Save Yourselves! is a throwback to an Atomic Age sci-fi cautionary tale, but with a thoroughly modern Millennial twist and a zany dose of droll comedy.
Jack (John Reynolds, Search Party) and Su (Sunita Mani, GLOW) are young hipsters who live together in a cramped Brooklyn apartment, juggling their jobs and hating themselves for their codependent relationship with the internet and social media. They’ve come to feel like they are running on an endless treadmill. So when Su gets fired, that’s the turning point: the pair decides to take the plunge into the abyss of going off the grid for a whole week.
They go cold turkey at a remote cabin upstate and start off sincerely enough—they want to reinvigorate their relationship by living in the moment and doing things together such as canoeing, roasting marshmallows by the campfire, and stargazing. Needless to say, that gets really old really quick. When Su breaks down and secretly turns on her cell to check her messages, she is confused and concerned by the barrage of voicemails and texts from her family and friends. The messages are garbled and chaotic, but she gets the gist that something has gone horribly wrong in the world—and it’s connected to the proliferation of shooting stars she and Jack witnessed the night before. Su is forced to admit to her boyfriend that she turned on her phone. His disappointment in her quickly turns to terror for both of them when they encounter the deadly aliens that have started to slaughter the human race.

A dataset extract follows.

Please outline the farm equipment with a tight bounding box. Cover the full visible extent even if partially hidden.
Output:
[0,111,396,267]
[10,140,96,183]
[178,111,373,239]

While there is a bit of blood in Save Yourselves! it’s not gratuitous, and the aliens—aka “pouffes”—look a lot like the Tribbles from the original Star Trek tv series. It’s basically lo-fi sci-fi. The critters are quite cute… that is until they transform into ruthless killers by using their long, sucker-like tongues to drain brains and eat hearts. Su and Jack quickly discover that the poufs crave ethanol, which means they’ve emptied the car’s gas tank, but also means they can be easily distracted from destruction with bottles of wine and spirits.
I like that the distributor, Bleeker Street, has a sense of humor in their marketing campaign, and are embracing the old-school aspects of the film with this playful, tongue-in-cheek alternate trailer:
After the pair escapes the cabin, things slow down considerably. You’d think it would be the opposite, wouldn’t you? But no, now the writers seem to lose the plot and rely too heavily on post-apocalyptic cliches at this point. There’s also a weird, drawn-out, totally pointless hallucination sequence that doesn’t belong in the movie at all. The conclusion is fun, but overall Save Yourselves! would have been better as a shorter entry in a sci-fi anthology.
Fortunately, the actors and the idiosyncratic characters they play are charming and watchable—they make you care about their fate, and offer a few chuckles along the way.